The Ten Commandments are presumed to have divine authority. To many, this means that certain acts are right or wrong because God says they're right or wrong. That is, God is the author of morality; there is no morality independent of God's commandments. If God had not said that adultery was wrong, it would not be wrong. But if this were true, then God could just as easily have commanded that we go forth and murder our mothers, rape our neighbors, and rob our friends. And God's saying that these actions are right would make them right. But this is absurd. Clearly these actions would be wrong regardless of what God commanded.

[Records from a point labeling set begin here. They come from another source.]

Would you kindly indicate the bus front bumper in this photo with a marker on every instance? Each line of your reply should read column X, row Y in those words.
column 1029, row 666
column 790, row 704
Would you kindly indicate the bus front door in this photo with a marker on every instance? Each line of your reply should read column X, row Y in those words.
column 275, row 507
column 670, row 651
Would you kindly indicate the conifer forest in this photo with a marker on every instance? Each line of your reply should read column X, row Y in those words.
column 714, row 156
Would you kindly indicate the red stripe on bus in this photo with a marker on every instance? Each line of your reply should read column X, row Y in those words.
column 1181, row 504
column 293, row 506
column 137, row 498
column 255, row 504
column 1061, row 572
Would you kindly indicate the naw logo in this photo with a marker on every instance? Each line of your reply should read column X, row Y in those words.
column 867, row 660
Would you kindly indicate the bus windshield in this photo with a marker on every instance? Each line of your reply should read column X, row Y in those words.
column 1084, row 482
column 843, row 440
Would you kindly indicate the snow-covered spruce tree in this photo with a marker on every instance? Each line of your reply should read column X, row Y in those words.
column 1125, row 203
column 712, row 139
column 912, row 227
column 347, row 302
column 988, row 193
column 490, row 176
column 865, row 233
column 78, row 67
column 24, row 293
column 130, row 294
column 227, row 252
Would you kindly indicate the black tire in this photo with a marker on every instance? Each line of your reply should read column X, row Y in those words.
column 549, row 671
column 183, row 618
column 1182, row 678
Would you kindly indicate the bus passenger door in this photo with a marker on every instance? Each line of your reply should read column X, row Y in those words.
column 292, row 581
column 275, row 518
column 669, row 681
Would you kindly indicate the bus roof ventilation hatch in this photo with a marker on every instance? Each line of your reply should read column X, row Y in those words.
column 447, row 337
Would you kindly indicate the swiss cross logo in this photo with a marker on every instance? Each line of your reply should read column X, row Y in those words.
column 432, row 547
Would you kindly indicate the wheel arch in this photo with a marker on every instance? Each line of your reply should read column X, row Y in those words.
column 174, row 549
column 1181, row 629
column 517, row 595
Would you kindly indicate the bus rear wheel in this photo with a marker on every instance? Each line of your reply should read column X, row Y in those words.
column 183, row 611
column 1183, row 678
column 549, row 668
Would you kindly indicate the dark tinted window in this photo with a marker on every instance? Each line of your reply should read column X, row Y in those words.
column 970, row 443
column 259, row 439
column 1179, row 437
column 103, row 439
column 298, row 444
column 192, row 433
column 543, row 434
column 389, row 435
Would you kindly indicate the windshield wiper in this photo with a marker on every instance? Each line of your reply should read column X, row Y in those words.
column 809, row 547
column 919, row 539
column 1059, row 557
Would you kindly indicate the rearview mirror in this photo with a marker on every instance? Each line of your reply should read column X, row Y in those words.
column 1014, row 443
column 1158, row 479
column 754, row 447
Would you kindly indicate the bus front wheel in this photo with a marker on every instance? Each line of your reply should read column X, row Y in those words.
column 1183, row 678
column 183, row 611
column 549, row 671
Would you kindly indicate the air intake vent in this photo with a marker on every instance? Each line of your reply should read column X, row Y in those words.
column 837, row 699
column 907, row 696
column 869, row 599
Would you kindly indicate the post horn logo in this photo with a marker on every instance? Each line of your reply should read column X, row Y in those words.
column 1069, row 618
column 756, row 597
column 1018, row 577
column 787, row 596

6. There is no evidence that they work.
Posting the Ten Commandments is supposed to change people's behavior. Teens will stop shooting teens. Drug abuse will wane. This is an empirical claim that can be tested scientifically. Trouble is, there is no evidence at all for this claim. Commandment supporters say that, when prayer and Bible-reading were in the schools, morality was higher and crime was lower. Critics reply that, when God was in the schools, racism and gang wars were up and tolerance for religious minorities was down. Fact is, such correlations are not well established, if at all. And even if they were, correlations are not the same thing as cause and effect. If they were, we could plausibly claim that religion causes school shootings since most of the recent high-profile school shootings involved assailants who were religious.

Worse still, posting the Ten Commandments in school is likely to cause conflict because they are partisan. There are several versions-Protestant, Catholic, and others-each based on a different dogma. There is no "standard" version, as George W. Bush recently suggested. Whose version should get posted? Fight! Fight!

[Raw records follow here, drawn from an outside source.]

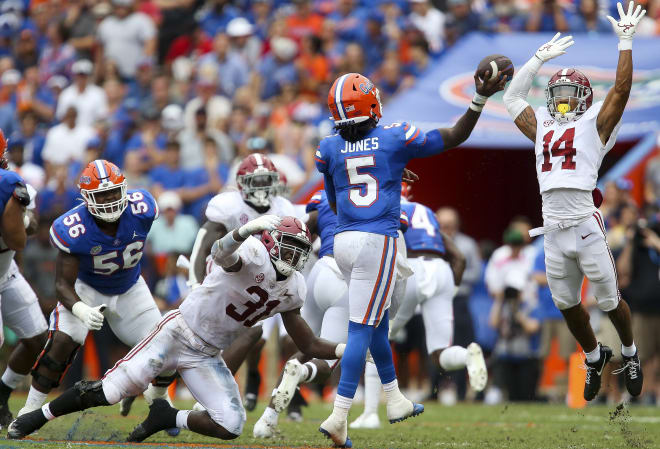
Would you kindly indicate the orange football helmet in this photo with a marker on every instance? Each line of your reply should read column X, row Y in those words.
column 97, row 180
column 354, row 99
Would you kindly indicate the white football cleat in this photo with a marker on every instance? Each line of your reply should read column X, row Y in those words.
column 337, row 430
column 476, row 366
column 263, row 429
column 366, row 421
column 292, row 376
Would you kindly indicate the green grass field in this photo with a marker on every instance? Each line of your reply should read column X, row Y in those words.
column 509, row 426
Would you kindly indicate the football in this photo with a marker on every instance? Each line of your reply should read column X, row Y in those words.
column 494, row 64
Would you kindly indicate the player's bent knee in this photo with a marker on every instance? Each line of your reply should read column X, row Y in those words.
column 229, row 422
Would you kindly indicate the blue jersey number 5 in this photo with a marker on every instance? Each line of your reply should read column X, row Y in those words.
column 367, row 193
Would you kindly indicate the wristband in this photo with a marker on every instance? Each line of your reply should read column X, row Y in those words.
column 625, row 44
column 478, row 102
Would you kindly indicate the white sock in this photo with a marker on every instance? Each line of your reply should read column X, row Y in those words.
column 392, row 391
column 45, row 409
column 371, row 388
column 627, row 351
column 270, row 416
column 311, row 372
column 342, row 406
column 12, row 379
column 453, row 358
column 594, row 355
column 35, row 399
column 182, row 419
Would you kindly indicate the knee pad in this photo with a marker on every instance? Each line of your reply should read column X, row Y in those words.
column 608, row 304
column 90, row 393
column 49, row 363
column 232, row 419
column 164, row 381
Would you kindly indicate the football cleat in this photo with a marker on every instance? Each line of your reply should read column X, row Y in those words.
column 154, row 422
column 476, row 366
column 336, row 429
column 263, row 429
column 634, row 378
column 366, row 421
column 26, row 424
column 292, row 376
column 250, row 401
column 125, row 405
column 402, row 408
column 5, row 415
column 594, row 373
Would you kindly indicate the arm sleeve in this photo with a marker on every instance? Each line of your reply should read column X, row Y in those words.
column 516, row 94
column 417, row 143
column 314, row 202
column 330, row 189
column 321, row 164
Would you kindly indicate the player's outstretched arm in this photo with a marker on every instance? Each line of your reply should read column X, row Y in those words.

7. They give children the wrong message about morality.
I want my teenage children to understand that there's more to being moral than trying to adhere to simplistic rules. Life is more complicated than that and so is morality. I want them to see that there is such a thing as objective morality-but that morality can't be put on a bumper sticker. I want them to learn how to work from an overriding moral theory that makes sense of moral principles and helps resolve conflicts among them. I want them to be mature enough to reject ethics that fly in the face of our considered moral judgments. I want them to do the right thing because they have empathy and understanding of what's at stake-not because dogma compels them. And I want them to make good choices and take responsibility for every one of them.

My children are not in daycare, and I don't want them using a daycare version of ethics.

Lewis Vaughn is the Editor of Free Inquiry.